A defensible scheduling policy has three pieces:

  1. Eval runs in the lowest-traffic window for the product's busiest time zone. This is the cheapest and best-understood lever.
  2. Eval pauses when production quota utilization exceeds a ceiling. A circuit breaker on the eval scheduler that checks the production gateway's recent utilization and defers the next batch if the product is consuming more than, say, 70% of TPM. This costs the eval some completeness — a few nights a quarter the eval will run short — but the trade is that no possible eval expansion can correlate-spike with a traffic surge.
  3. Eval rate-limits itself even when it isn't competing. A self-imposed RPM cap on the eval worker, well below the provider tier limit, so that a bug in the eval (an accidentally repeated batch, a misconfigured loop) cannot draw infinitely from the quota pool before someone notices.

The third item often draws pushback because it slows the eval down. The eval owner wants the result by morning; a self-imposed cap might stretch the run from fifteen minutes to forty. The trade is straightforward: a slower eval that cannot blow up the budget is strictly cheaper than a fast eval that can. Provider invoices are paid in dollars; eval latency is paid in waiting.

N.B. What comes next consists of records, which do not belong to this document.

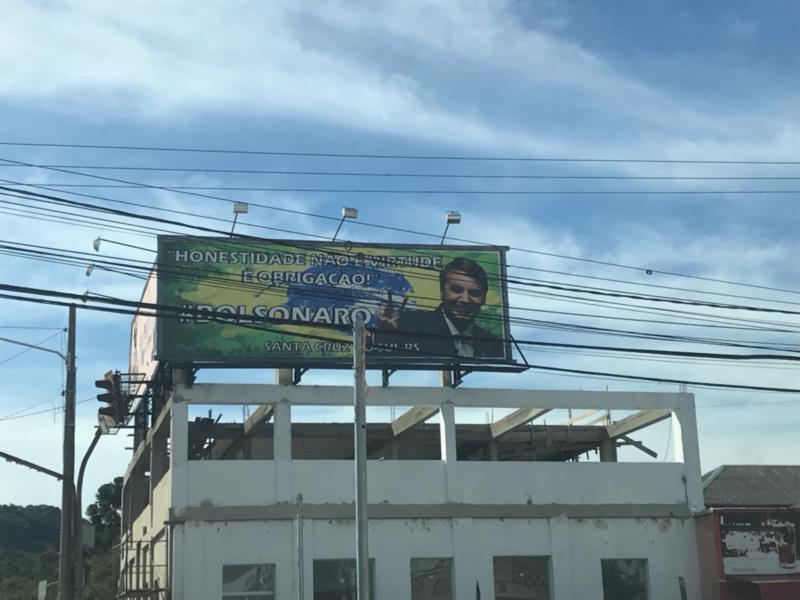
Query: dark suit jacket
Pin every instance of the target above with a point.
(426, 333)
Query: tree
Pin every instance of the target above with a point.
(102, 565)
(104, 514)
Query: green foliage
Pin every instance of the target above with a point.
(104, 514)
(29, 547)
(28, 528)
(20, 573)
(102, 571)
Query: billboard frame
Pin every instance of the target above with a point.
(387, 362)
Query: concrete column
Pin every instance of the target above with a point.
(561, 558)
(447, 436)
(179, 456)
(283, 452)
(493, 449)
(471, 565)
(687, 451)
(608, 450)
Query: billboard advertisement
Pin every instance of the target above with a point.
(760, 543)
(285, 302)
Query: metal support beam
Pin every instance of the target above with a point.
(515, 419)
(608, 450)
(30, 465)
(579, 417)
(638, 445)
(385, 375)
(360, 435)
(260, 416)
(412, 417)
(637, 421)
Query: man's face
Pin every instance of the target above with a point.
(462, 297)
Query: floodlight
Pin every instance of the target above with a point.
(347, 213)
(452, 217)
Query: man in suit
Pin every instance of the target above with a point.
(450, 329)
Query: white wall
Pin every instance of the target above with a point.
(257, 482)
(668, 544)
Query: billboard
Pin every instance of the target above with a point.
(142, 364)
(286, 302)
(760, 543)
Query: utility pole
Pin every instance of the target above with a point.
(360, 398)
(68, 536)
(78, 547)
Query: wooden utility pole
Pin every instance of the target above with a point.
(67, 536)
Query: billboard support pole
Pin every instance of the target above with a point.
(67, 536)
(360, 396)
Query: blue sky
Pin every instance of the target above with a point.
(632, 80)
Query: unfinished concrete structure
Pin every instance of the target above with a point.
(264, 508)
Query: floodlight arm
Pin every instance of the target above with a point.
(338, 229)
(444, 235)
(35, 347)
(96, 245)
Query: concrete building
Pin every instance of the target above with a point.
(263, 509)
(749, 540)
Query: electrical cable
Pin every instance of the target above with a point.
(174, 274)
(396, 156)
(583, 289)
(409, 175)
(160, 310)
(362, 223)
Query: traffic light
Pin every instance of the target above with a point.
(114, 414)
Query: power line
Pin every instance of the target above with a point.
(583, 290)
(399, 175)
(399, 156)
(122, 306)
(23, 351)
(13, 417)
(508, 266)
(397, 229)
(219, 279)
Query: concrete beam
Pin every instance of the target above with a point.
(637, 421)
(316, 395)
(259, 417)
(412, 417)
(515, 419)
(579, 417)
(288, 511)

The alert that has to exist

Independent of all the prevention above, one piece of observability is non-negotiable: an alert that fires when any non-production workload consumes more than a configurable fraction of the shared quota. The alert sits on the gateway or on the provider's usage dashboard, segments traffic by virtual key or by API key, and fires on a rolling window — not just on the daily total.

The alert is the last-resort safety net. The earlier preventions try to make sure the situation never arises. The alert assumes the preventions will eventually fail — a new workload gets added without going through the review, a virtual key gets misconfigured, a developer copy-pastes production credentials into a one-off script — and gives the on-call a chance to catch it before customers do.

The alert thresholds should be stricter than the provider's own thresholds. If the provider rate-limits at 100% of TPM, the alert should fire at 70%. The point of the alert is to give human attention time to react before the provider stops being polite about it.

The architectural realization

An eval suite that calls a paid API is a production workload whose SLO is must not break the system it grades. A team that has not named that SLO out loud is one eval expansion away from a self-inflicted outage, where the post-mortem will read like a comedy: "the engineering team's quality-assurance process consumed all the quality, leaving none for the customers."

The deeper realization is that "production" was never about whether code ran in a particular environment or whether traffic came from particular users. Production is the set of workloads whose failure customers experience. An eval suite that competes for production quota is, by that definition, production — its outages are production outages, just routed through a less obvious mechanism.

The teams that understand this stop reviewing eval changes the way they review unit-test changes. They start reviewing eval changes the way they review capacity changes: with a budget, a threshold, a sign-off, and a kill switch. The eval becomes a peer to the workload it grades, instead of a guest sharing the room without paying rent.